Familles paysannes en Orissa: innovations et rage de vivre

Pour survivre et assurer un avenir digne à leurs enfants, une trentaine de communautés villageoises s’organisent: retour de terrain.

Pour survivre et assurer un avenir digne à leurs enfants, une trentaine de communautés villageoises s’organisent: microcrédits, nouvelles techniques agricoles respectant l’environnement et ingénieuse culture de champignons. Retour de terrain.

Comme des centaines de millions de ruraux, les communautés villageoises de la région de Bhubaneswar, dans l’Etat d’Orissa, ont été tenues à l’écart du développement économique du pays.
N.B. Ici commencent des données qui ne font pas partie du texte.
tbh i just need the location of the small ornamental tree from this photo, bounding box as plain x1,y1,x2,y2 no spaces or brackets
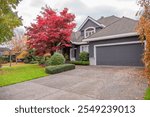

Un abîme sépare les classes aisées des grandes villes, baignant dans l’opulence et la modernité, de la multitude des familles paysannes qui vivent souvent dans des conditions rappelant la période moyenâgeuse. Et pourtant, nous le savons bien aujourd’hui: l’avenir de l’alimentation mondiale, et en particulier celle de l’Inde, ne se trouve pas dans l’agroindustrie, polluante et gaspilleuse en eau et énergie fossile, mais bien dans le développement des petites exploitations familiales qui pratiquent une agriculture diversifiée.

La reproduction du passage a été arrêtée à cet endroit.